Based on Joanna Coles, Cosmo‘s IRL former-EIC, Jacquelin emboldens the women employed at her magazine to get after what they want – the story, the job, the woman and the man.
She pushes her employees, Jane, specifically, beyond what she believes are her limits, but in a way foreign to Miranda Pristely, she doesn’t want these girls to fail. It’s the moments after you rip your hair out and you’re worried you’re going to get fired, that you realize your boss only wants the best for you.
Cosmo, and many ‘fashion’ mags, have been underestimated for years now. The Devil Wears Prada came out over a decade ago and even then, Andi was fighting against the grain of leggy models decked out in couture, to cover the politics and hard-hitting stories she was used to covering in college, in her cerulean sweaters.
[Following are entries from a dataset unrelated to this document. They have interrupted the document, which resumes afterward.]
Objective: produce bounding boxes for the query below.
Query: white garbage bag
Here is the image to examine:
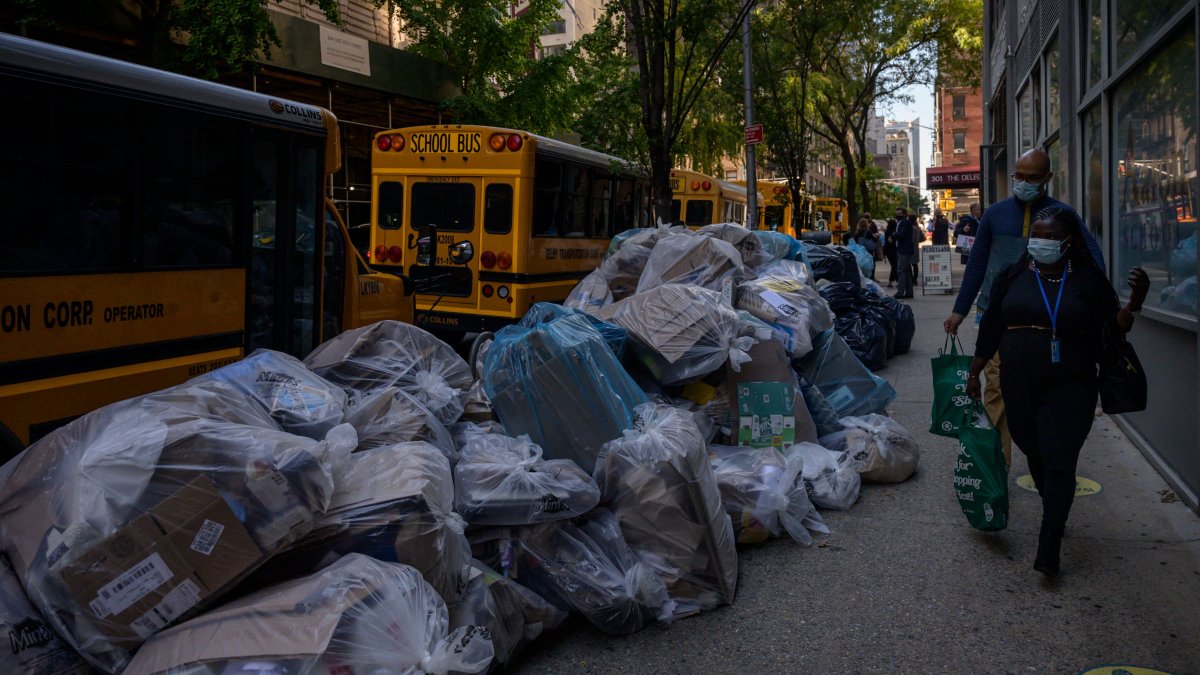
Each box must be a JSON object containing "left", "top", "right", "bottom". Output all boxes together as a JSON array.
[
  {"left": 448, "top": 559, "right": 567, "bottom": 669},
  {"left": 709, "top": 444, "right": 825, "bottom": 546},
  {"left": 787, "top": 441, "right": 861, "bottom": 511},
  {"left": 635, "top": 233, "right": 745, "bottom": 294},
  {"left": 820, "top": 414, "right": 920, "bottom": 483},
  {"left": 342, "top": 386, "right": 456, "bottom": 460}
]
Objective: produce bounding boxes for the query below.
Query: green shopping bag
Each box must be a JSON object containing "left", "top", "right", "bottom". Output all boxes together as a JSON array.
[
  {"left": 954, "top": 402, "right": 1009, "bottom": 531},
  {"left": 929, "top": 335, "right": 973, "bottom": 438}
]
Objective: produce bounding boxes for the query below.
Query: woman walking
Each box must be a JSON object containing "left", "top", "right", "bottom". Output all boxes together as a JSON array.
[{"left": 967, "top": 208, "right": 1149, "bottom": 575}]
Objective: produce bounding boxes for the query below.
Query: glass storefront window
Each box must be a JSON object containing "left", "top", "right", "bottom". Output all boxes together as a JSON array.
[
  {"left": 1084, "top": 0, "right": 1102, "bottom": 90},
  {"left": 1114, "top": 28, "right": 1197, "bottom": 318},
  {"left": 1115, "top": 0, "right": 1188, "bottom": 68},
  {"left": 1047, "top": 38, "right": 1060, "bottom": 133},
  {"left": 1018, "top": 84, "right": 1034, "bottom": 152},
  {"left": 1082, "top": 105, "right": 1104, "bottom": 239},
  {"left": 1047, "top": 139, "right": 1064, "bottom": 199}
]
Anyone who overlooks these publications today hasn’t been on Teen Vogue’s twitter page in a while.
Where Carrie, Miranda, Samantha and Charlotte had dark corners of clubs and secluded brunches, our three girls of The Bold Type have a fashion closet (and apparently the rest of Scarlet merely overlooks the clothes and accessories available to them beyond those double doors).
The Bold Type takes all the stereotypes we’ve expected from female-targeted magazines portrayed on screen and twists them. Yes there is sex, and relationships and fretting about guys, but there’s also women who work to feature controversial topics, profile female politicians (through the lens of fashion, brilliantly enough) and explore their sexual identities. All without undercutting one another.
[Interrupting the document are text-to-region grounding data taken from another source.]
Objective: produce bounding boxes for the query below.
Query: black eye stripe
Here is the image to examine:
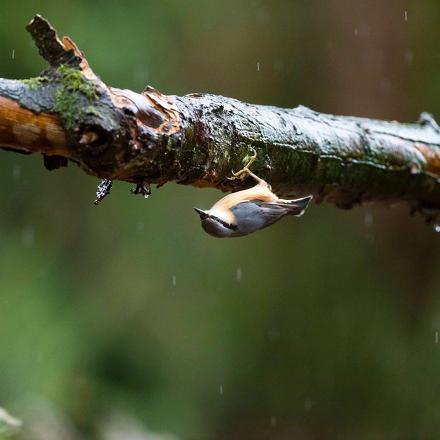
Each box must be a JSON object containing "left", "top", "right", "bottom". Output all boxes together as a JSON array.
[{"left": 209, "top": 215, "right": 237, "bottom": 230}]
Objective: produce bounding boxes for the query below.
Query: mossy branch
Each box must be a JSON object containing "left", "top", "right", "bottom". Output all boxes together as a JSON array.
[{"left": 1, "top": 15, "right": 440, "bottom": 221}]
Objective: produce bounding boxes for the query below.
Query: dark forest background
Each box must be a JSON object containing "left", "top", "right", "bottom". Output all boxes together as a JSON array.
[{"left": 1, "top": 1, "right": 440, "bottom": 439}]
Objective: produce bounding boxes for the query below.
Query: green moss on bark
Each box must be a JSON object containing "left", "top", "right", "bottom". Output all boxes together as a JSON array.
[
  {"left": 54, "top": 65, "right": 98, "bottom": 129},
  {"left": 21, "top": 76, "right": 49, "bottom": 90}
]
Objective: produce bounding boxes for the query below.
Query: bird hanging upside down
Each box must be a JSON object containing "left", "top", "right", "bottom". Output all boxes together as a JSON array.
[{"left": 194, "top": 152, "right": 313, "bottom": 238}]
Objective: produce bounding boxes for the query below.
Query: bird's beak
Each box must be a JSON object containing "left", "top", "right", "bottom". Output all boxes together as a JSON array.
[{"left": 194, "top": 207, "right": 209, "bottom": 219}]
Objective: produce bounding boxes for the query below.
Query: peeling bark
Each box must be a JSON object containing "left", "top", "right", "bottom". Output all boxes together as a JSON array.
[{"left": 1, "top": 15, "right": 440, "bottom": 221}]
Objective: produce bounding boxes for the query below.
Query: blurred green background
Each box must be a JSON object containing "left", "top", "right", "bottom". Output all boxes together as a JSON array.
[{"left": 1, "top": 1, "right": 440, "bottom": 439}]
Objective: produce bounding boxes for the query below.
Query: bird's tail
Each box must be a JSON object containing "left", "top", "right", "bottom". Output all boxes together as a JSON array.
[{"left": 279, "top": 195, "right": 313, "bottom": 217}]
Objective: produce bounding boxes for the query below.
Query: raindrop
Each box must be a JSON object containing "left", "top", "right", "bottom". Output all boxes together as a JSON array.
[
  {"left": 219, "top": 385, "right": 223, "bottom": 395},
  {"left": 273, "top": 59, "right": 284, "bottom": 73},
  {"left": 257, "top": 62, "right": 260, "bottom": 72},
  {"left": 434, "top": 224, "right": 440, "bottom": 233},
  {"left": 356, "top": 24, "right": 370, "bottom": 38},
  {"left": 404, "top": 49, "right": 414, "bottom": 65},
  {"left": 435, "top": 331, "right": 439, "bottom": 344},
  {"left": 172, "top": 275, "right": 177, "bottom": 287},
  {"left": 380, "top": 78, "right": 391, "bottom": 92},
  {"left": 236, "top": 267, "right": 242, "bottom": 282},
  {"left": 255, "top": 6, "right": 270, "bottom": 25},
  {"left": 304, "top": 398, "right": 313, "bottom": 411},
  {"left": 267, "top": 328, "right": 280, "bottom": 343},
  {"left": 12, "top": 165, "right": 21, "bottom": 180},
  {"left": 21, "top": 226, "right": 34, "bottom": 248},
  {"left": 404, "top": 10, "right": 408, "bottom": 22},
  {"left": 11, "top": 49, "right": 15, "bottom": 60},
  {"left": 364, "top": 211, "right": 373, "bottom": 228},
  {"left": 354, "top": 27, "right": 358, "bottom": 37},
  {"left": 270, "top": 416, "right": 277, "bottom": 427}
]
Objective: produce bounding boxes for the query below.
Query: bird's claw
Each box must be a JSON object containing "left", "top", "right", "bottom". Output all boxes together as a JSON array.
[{"left": 227, "top": 149, "right": 257, "bottom": 181}]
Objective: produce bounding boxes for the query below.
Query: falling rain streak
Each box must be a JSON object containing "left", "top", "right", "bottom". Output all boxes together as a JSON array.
[
  {"left": 12, "top": 165, "right": 20, "bottom": 180},
  {"left": 236, "top": 267, "right": 242, "bottom": 282},
  {"left": 21, "top": 226, "right": 34, "bottom": 248}
]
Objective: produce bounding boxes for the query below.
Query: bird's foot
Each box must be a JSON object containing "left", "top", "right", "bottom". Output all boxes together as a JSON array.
[
  {"left": 228, "top": 149, "right": 257, "bottom": 180},
  {"left": 227, "top": 149, "right": 268, "bottom": 186},
  {"left": 228, "top": 150, "right": 257, "bottom": 180}
]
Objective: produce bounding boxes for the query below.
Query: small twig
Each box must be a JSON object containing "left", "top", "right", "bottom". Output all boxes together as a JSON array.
[{"left": 25, "top": 15, "right": 81, "bottom": 68}]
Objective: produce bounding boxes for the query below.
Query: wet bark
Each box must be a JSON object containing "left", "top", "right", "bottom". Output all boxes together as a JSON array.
[{"left": 1, "top": 15, "right": 440, "bottom": 220}]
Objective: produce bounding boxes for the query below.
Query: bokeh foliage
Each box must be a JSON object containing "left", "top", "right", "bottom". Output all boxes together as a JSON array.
[{"left": 1, "top": 1, "right": 440, "bottom": 439}]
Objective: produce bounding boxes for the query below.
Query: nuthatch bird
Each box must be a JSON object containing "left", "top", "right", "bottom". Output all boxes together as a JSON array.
[{"left": 194, "top": 152, "right": 312, "bottom": 238}]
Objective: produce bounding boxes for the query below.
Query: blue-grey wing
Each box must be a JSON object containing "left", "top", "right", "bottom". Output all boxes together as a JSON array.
[
  {"left": 231, "top": 197, "right": 311, "bottom": 235},
  {"left": 231, "top": 201, "right": 291, "bottom": 234},
  {"left": 254, "top": 197, "right": 312, "bottom": 216}
]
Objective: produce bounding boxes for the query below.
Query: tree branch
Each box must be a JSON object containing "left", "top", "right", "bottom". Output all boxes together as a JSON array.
[{"left": 1, "top": 15, "right": 440, "bottom": 221}]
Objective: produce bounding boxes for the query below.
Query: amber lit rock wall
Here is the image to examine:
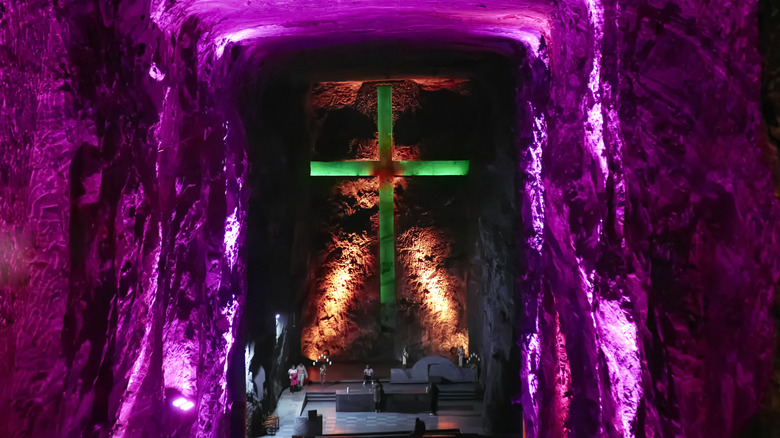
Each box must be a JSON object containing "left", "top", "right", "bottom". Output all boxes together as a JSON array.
[
  {"left": 393, "top": 81, "right": 476, "bottom": 360},
  {"left": 301, "top": 177, "right": 381, "bottom": 360}
]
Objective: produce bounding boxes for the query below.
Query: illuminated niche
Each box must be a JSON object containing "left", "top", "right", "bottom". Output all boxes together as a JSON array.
[{"left": 301, "top": 79, "right": 476, "bottom": 360}]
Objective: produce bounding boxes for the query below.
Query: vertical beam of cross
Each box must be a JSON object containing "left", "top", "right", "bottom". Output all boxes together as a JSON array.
[
  {"left": 311, "top": 84, "right": 469, "bottom": 331},
  {"left": 377, "top": 86, "right": 396, "bottom": 328}
]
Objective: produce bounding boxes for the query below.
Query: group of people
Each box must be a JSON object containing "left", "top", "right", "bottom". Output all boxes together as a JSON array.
[{"left": 288, "top": 363, "right": 308, "bottom": 392}]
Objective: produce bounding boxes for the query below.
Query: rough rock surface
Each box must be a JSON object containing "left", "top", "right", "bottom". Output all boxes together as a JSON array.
[
  {"left": 1, "top": 1, "right": 248, "bottom": 437},
  {"left": 616, "top": 2, "right": 776, "bottom": 436},
  {"left": 757, "top": 1, "right": 780, "bottom": 435},
  {"left": 0, "top": 0, "right": 777, "bottom": 437}
]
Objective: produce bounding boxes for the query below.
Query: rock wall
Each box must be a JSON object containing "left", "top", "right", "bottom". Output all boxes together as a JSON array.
[
  {"left": 618, "top": 1, "right": 777, "bottom": 436},
  {"left": 0, "top": 1, "right": 71, "bottom": 436},
  {"left": 517, "top": 0, "right": 780, "bottom": 436},
  {"left": 755, "top": 0, "right": 780, "bottom": 435},
  {"left": 1, "top": 1, "right": 247, "bottom": 437}
]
Above all, this show feels real to the lives that are being portrayed. We get caught up in our own world and issues that sometimes, we neglect to support our friends in times of need. It doesn’t mean you’re a bad person, because you recognize and course-correct, but it does happen.
Refreshingly, there is no fellow writer angling to take Jane down, or outside force trying to destroy the magazine or dismantle Jacqueline. The antagonist is, quite frankly, reality. It’s the culture we live in today. It’s the people who tweet maliciously, and the inner voices in our heads that make us doubt our talent and dreams.
The Bold Type premieres Tuesday, July 11 at 9/8c with a two-hour series premiere on Freeform.